# Elk Pedestal mount help



## bigcountry (Nov 10, 2011)

Hey guys...in need of any help/advice you guys can give me. I am looking for ideas on a Elk Pedestal base. Do any of you have any ideas/pics to share? Also...do any of you now good places to look here in Utah for bases? Any help would be greatly appreciated! Thanks


----------



## Treehugnhuntr (Sep 7, 2007)

I'm a big fan of using materials indigenous to where the animal was harvested. For a Utah elk, depending on where you shot him, maybe cedar, fir/pine, aspen, maple or some scrubby looking oak. The aspen might be a little difficult. 

We have a Hawaii axis deer that sits on a base made from koa wood. It's pretty neat.
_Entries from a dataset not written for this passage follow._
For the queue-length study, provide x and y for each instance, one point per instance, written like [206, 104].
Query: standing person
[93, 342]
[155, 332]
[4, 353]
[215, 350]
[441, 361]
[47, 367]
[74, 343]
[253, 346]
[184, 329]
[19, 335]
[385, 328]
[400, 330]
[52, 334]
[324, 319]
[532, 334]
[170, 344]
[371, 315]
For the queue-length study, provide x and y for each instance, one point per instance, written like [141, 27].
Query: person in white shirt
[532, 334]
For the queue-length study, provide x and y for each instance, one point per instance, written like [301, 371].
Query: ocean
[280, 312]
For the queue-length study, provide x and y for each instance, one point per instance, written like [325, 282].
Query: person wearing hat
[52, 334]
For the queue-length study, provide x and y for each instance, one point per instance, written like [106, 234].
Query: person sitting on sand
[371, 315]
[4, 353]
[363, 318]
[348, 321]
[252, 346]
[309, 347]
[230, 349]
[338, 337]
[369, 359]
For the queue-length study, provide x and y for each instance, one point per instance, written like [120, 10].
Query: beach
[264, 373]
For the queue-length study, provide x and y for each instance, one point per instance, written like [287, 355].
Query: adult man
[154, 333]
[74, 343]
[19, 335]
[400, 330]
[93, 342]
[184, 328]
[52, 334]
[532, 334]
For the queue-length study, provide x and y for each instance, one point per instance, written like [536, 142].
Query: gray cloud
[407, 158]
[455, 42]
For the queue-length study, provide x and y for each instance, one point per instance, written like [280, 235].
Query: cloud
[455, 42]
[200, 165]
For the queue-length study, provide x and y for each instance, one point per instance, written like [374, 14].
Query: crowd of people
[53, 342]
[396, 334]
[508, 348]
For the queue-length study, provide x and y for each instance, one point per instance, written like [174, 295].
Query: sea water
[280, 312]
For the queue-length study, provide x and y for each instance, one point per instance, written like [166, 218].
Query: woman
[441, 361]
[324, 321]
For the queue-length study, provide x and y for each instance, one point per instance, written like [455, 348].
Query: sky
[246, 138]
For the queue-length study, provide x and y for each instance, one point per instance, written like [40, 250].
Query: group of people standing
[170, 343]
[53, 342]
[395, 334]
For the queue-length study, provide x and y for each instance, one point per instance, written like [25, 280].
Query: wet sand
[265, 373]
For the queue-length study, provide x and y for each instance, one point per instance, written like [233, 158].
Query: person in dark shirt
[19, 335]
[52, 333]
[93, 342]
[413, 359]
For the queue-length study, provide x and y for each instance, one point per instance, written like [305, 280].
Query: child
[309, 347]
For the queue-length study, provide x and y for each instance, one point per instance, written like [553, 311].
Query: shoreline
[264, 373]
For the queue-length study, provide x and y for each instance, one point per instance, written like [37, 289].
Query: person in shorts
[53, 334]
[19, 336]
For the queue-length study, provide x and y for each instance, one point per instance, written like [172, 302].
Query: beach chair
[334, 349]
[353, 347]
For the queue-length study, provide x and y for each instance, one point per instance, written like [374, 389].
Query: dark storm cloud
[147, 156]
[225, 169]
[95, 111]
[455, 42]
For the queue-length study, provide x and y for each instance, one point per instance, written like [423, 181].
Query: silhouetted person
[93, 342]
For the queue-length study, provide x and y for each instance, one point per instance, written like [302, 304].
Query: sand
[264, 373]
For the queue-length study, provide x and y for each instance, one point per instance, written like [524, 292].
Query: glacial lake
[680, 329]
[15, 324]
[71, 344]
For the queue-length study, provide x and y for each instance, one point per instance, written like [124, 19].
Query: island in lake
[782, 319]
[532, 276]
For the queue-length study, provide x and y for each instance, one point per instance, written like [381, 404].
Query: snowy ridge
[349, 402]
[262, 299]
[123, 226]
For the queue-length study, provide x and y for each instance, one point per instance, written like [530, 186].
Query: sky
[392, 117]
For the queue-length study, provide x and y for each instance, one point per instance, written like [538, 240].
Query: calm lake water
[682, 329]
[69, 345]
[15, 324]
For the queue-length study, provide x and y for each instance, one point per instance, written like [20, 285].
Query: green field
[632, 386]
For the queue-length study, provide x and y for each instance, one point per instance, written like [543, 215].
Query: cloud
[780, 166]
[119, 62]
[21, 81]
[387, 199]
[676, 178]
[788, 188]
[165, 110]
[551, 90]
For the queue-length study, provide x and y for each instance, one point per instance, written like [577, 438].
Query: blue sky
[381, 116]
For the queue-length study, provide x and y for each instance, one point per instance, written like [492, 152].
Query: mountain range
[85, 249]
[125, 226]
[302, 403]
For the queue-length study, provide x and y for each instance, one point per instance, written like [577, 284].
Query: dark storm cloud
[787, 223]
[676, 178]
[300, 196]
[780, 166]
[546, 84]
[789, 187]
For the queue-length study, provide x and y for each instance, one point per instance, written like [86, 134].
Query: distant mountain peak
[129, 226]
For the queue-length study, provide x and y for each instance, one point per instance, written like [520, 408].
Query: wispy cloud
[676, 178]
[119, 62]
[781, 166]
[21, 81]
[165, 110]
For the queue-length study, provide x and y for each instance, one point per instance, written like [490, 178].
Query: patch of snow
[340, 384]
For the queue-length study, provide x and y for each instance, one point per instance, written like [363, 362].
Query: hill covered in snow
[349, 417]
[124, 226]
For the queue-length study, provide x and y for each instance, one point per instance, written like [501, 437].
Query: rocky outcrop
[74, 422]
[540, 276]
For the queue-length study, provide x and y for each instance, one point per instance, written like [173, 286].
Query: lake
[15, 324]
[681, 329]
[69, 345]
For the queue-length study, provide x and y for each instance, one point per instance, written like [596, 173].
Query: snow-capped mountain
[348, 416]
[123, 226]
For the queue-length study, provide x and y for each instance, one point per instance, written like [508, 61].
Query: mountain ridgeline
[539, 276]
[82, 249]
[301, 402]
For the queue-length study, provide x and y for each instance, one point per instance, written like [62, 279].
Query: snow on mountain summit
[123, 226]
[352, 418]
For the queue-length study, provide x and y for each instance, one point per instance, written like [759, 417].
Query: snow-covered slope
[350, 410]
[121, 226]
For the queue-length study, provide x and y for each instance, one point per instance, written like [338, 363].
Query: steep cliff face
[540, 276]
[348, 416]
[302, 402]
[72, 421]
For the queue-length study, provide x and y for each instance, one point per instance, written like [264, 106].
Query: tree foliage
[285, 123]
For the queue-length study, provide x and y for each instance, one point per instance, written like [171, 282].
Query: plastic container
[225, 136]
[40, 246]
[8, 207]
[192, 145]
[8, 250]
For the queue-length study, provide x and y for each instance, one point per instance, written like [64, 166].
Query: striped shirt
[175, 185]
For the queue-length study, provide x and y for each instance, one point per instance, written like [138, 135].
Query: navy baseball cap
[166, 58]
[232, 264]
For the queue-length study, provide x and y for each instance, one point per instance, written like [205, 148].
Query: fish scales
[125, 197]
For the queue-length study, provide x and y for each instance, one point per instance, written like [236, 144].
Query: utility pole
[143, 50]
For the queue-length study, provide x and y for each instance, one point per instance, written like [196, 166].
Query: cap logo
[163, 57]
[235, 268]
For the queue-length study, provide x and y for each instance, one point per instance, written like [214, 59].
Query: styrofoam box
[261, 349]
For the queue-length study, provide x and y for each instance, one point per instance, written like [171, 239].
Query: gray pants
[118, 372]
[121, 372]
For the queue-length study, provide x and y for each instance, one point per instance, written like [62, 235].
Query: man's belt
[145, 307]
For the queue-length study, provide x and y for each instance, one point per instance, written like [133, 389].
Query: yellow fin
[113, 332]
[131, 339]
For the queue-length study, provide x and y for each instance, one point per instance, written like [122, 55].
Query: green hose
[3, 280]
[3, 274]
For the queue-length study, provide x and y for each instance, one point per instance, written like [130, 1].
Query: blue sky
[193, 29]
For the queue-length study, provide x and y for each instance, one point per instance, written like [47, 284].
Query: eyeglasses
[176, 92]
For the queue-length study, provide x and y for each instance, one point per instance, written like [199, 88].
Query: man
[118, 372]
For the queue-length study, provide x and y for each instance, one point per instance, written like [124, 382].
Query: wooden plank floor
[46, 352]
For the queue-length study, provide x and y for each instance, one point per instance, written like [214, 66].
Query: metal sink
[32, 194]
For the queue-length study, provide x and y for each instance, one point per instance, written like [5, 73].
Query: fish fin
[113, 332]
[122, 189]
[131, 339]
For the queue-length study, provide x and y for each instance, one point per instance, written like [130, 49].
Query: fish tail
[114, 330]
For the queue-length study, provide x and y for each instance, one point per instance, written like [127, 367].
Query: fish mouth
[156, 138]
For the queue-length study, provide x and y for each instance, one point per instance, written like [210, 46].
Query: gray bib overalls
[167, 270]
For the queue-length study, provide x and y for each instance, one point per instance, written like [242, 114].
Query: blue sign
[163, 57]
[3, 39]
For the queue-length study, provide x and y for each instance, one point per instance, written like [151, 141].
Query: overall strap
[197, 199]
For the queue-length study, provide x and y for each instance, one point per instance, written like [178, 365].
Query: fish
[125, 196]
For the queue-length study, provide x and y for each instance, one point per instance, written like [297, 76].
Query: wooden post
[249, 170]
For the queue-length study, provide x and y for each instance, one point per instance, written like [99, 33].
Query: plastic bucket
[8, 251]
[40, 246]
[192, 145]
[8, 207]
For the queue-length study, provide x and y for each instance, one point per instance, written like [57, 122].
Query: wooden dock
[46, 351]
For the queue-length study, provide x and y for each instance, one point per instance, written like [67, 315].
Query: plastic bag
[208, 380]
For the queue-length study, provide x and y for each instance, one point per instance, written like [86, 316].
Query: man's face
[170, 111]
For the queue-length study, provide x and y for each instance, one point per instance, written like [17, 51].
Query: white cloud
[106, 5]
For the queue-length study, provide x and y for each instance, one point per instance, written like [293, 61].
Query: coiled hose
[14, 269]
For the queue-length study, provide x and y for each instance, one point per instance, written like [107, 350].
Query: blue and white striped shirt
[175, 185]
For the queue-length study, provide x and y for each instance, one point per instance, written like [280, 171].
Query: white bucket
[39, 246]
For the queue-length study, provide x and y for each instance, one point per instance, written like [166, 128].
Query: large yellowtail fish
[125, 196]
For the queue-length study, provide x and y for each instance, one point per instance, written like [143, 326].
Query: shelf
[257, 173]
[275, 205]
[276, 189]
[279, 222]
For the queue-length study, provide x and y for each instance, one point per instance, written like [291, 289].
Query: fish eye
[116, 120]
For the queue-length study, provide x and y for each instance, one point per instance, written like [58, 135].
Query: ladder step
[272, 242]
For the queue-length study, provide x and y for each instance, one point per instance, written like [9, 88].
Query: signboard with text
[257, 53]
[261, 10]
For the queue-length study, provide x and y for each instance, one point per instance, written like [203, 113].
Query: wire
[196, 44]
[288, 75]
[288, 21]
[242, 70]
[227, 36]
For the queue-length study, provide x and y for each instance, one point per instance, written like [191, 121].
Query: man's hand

It really depends on what your house interior looks like as far as tones and colors, as well as the design of the animal. Does it have foliage etc. at the base?


----------



## bigcountry (Nov 10, 2011)

Thanks for the response. I do like the idea of having materials from where the animal was taken. I have seen some basic wood bases that I could match to my house interior and plan on adding some pine and sage (even picked up a few rocks from the area) from where the elk came from to add to the surface of the wood base. Any suggestions on places or people to talk to about buying or building me a good base?


----------



## BowHuntr97 (Nov 11, 2011)

I just had Jeff H. from Mona, Utah build me a pedestal for my deer. He can do about anything you want. He does awesome work and doesn't charge an arm and a leg for it, and he's quick too. PM me and I can give you his contact info.

Here are some pics of his work.


----------



## bigcountry (Nov 10, 2011)

That is exactly what I was looking for! Thanks for the info...I will send you a PM.


----------